Persistent AI Coding Assistant
Fly.ioSprites' 100GB persistent filesystem and checkpoint/restore make Fly.io better suited for long-running coding agents that need to maintain project state across sessions.
Data Analysis Sandboxes
E2BE2B's Code Interpreter SDK and ephemeral sandbox model are ideal for one-off data analysis tasks where agents execute code, return results, and clean up automatically.
Multi-Agent Orchestration
E2BE2B's ability to spin up 100+ concurrent sandboxes with sub-second cold starts makes it better suited for orchestrating multiple agents executing code in parallel.

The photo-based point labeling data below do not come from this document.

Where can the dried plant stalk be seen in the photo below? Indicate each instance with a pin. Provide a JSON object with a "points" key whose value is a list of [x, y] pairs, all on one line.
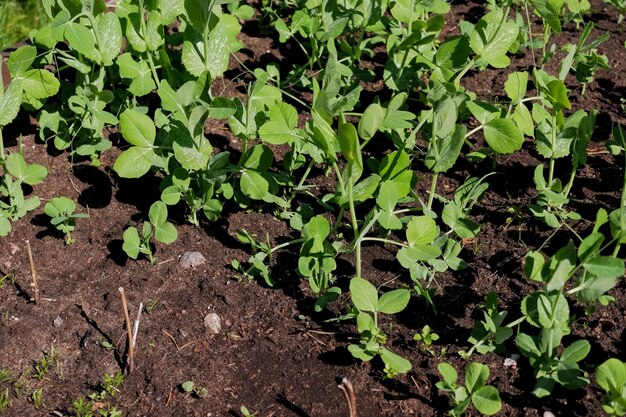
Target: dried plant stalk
{"points": [[33, 273], [129, 329]]}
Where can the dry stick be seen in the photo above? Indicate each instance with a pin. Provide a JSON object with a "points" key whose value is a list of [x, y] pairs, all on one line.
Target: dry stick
{"points": [[136, 325], [348, 393], [33, 273], [129, 329]]}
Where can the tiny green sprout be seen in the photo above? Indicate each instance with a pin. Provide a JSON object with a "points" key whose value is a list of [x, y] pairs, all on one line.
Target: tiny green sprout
{"points": [[158, 227], [5, 375], [485, 398], [190, 388], [246, 413], [151, 305], [82, 407], [5, 400], [426, 339], [61, 211], [37, 399]]}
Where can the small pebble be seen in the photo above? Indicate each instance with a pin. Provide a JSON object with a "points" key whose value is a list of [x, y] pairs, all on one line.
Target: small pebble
{"points": [[213, 323], [191, 259]]}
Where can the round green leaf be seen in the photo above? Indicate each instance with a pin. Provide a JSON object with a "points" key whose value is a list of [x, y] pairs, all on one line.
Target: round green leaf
{"points": [[487, 400], [364, 294], [503, 136]]}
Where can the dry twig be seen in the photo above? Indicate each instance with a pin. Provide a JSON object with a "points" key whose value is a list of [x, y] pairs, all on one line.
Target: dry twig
{"points": [[33, 273], [348, 393], [129, 329]]}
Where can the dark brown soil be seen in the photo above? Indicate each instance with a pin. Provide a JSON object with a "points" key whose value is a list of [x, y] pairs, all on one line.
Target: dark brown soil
{"points": [[274, 355]]}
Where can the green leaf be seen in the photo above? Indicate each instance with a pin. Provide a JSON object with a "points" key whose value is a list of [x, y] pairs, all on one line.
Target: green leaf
{"points": [[558, 94], [487, 400], [363, 294], [81, 39], [134, 162], [193, 154], [109, 37], [219, 46], [444, 151], [394, 364], [576, 352], [421, 230], [10, 102], [448, 373], [254, 185], [393, 302], [371, 120], [29, 174], [38, 85], [165, 233], [280, 129], [605, 266], [139, 72], [131, 243], [137, 128], [503, 136], [476, 375], [21, 59], [611, 375], [170, 10], [549, 13], [492, 38], [515, 86]]}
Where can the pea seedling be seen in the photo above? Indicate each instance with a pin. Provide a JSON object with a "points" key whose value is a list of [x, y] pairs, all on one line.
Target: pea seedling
{"points": [[61, 211]]}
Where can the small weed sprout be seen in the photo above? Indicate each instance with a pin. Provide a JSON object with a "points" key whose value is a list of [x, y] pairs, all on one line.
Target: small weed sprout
{"points": [[246, 413], [37, 399], [61, 212], [190, 388], [5, 400]]}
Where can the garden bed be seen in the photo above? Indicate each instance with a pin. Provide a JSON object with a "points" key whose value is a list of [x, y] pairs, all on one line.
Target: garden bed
{"points": [[275, 354]]}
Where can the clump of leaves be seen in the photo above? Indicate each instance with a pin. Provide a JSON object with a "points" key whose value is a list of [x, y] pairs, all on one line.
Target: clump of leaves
{"points": [[365, 298], [158, 227], [61, 211], [426, 339], [485, 398], [611, 376]]}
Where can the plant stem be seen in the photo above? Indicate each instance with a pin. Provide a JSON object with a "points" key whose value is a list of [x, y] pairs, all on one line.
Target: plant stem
{"points": [[433, 185], [378, 239], [129, 329], [1, 146]]}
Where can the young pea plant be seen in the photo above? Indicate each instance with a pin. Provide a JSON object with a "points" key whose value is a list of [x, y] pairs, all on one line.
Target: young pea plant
{"points": [[485, 398], [548, 309], [611, 376], [557, 136], [13, 203], [425, 339], [366, 300], [157, 227], [490, 333], [62, 216]]}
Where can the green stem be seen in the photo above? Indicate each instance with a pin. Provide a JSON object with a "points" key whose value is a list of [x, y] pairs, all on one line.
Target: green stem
{"points": [[433, 185], [1, 145], [378, 239], [552, 149]]}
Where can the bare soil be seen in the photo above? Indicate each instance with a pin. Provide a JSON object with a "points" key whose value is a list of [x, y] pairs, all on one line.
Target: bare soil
{"points": [[274, 354]]}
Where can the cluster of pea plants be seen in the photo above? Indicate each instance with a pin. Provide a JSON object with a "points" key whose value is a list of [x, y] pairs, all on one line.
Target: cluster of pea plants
{"points": [[141, 75]]}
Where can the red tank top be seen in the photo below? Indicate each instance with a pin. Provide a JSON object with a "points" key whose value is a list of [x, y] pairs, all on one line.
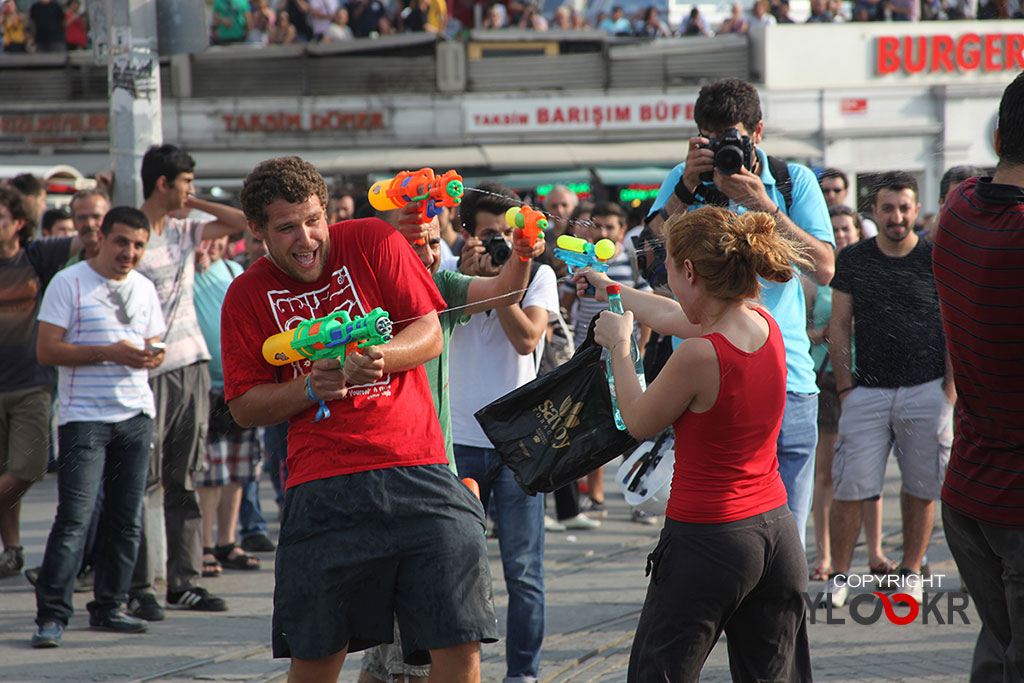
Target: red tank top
{"points": [[726, 464]]}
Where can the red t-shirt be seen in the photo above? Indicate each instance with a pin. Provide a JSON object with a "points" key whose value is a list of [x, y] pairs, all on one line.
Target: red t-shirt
{"points": [[726, 463], [390, 423], [979, 274]]}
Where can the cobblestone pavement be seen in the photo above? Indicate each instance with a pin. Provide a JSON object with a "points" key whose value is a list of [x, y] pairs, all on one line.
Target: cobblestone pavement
{"points": [[595, 589]]}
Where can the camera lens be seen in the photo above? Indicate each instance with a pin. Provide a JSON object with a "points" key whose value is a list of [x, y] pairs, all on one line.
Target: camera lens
{"points": [[499, 249], [729, 159]]}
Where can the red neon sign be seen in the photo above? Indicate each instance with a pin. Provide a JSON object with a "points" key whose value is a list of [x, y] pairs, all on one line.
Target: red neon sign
{"points": [[942, 53]]}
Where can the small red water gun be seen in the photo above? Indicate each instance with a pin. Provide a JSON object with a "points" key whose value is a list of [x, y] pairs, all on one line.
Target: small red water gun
{"points": [[435, 191], [529, 220]]}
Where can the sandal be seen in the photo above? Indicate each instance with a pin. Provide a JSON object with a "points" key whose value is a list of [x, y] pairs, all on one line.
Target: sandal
{"points": [[820, 572], [211, 567], [885, 568], [233, 557]]}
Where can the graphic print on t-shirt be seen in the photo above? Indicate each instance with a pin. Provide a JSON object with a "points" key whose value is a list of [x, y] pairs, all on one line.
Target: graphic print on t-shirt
{"points": [[290, 309]]}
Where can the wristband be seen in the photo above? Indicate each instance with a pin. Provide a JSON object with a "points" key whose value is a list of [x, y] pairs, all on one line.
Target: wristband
{"points": [[684, 194], [323, 411]]}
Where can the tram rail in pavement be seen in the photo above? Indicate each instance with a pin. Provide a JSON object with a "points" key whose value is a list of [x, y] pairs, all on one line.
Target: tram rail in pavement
{"points": [[595, 588]]}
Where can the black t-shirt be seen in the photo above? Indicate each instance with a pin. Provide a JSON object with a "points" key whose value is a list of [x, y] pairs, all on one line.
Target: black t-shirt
{"points": [[897, 329], [366, 23], [23, 279], [48, 18]]}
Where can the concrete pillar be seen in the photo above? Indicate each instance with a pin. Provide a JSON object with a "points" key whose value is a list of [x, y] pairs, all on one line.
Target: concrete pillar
{"points": [[134, 92]]}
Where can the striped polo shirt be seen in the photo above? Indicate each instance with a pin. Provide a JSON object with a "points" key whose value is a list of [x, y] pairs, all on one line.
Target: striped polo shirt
{"points": [[978, 262]]}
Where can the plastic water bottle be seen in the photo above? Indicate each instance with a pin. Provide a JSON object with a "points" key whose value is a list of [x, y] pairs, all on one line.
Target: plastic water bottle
{"points": [[615, 306]]}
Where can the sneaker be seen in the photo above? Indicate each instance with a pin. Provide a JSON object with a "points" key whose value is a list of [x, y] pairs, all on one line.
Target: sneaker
{"points": [[48, 635], [144, 605], [196, 598], [910, 584], [835, 592], [644, 517], [117, 621], [580, 522], [594, 509], [259, 543], [11, 561], [83, 582], [551, 525]]}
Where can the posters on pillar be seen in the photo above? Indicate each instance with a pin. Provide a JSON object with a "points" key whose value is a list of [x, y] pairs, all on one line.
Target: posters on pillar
{"points": [[585, 114]]}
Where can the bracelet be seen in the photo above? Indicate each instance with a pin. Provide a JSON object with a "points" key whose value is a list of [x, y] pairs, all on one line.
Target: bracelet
{"points": [[684, 194], [323, 411]]}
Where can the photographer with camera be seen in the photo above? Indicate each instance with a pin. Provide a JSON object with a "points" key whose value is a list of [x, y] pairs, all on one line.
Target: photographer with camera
{"points": [[724, 167], [492, 354]]}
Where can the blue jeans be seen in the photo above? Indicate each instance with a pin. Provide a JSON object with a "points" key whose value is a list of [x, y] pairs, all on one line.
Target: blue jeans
{"points": [[114, 457], [520, 538], [797, 441]]}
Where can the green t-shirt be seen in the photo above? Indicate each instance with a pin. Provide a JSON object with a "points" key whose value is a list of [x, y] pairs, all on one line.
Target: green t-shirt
{"points": [[454, 288]]}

Full-Stack Agent API Backend
Fly.ioWhen you need to deploy the API server that orchestrates agents — handling auth, routing, and state — Fly.io's edge platform is the better fit. A common pattern pairs Fly.io for the API with E2B for execution.
Enterprise Agent Infrastructure
E2BE2B's Fortune 100 adoption, open-source core, and planned enterprise features (secrets vaults, fleet orchestration) give it a clear edge for large-scale agent deployments.
Prototyping and Indie Development
Fly.ioFor solo developers and small teams shipping full applications — not just agent sandboxes — Fly.io's all-in-one platform with per-second billing and global deployment is more practical.
The Bottom Line
Fly.io and E2B are complementary more often than they are competitors. E2B is the stronger choice for AI agent code execution — it was purpose-built for this use case, has dominant enterprise adoption, offers native integrations with every major agent framework, and provides the ephemeral isolation model that safe agent execution demands. If you are building an AI agent that needs to run code, E2B should be your default starting point.
Fly.io is the stronger choice for deploying the applications and APIs that surround agent workflows. Its global edge network, full Linux Machines, and Sprites' persistent state model serve use cases that E2B does not address — user-facing web apps, API backends, and long-running development environments. The launch of Sprites shows Fly.io recognizes the agent sandbox opportunity, but it is playing catch-up on developer experience and ecosystem integrations in that specific niche.
The most architecturally sound approach for many teams in 2026 is to use both: Fly.io for deploying your agent's API layer globally, and E2B for the sandboxed code execution that agents invoke. This pattern leverages each platform's core strength and avoids forcing either into a role it was not designed for.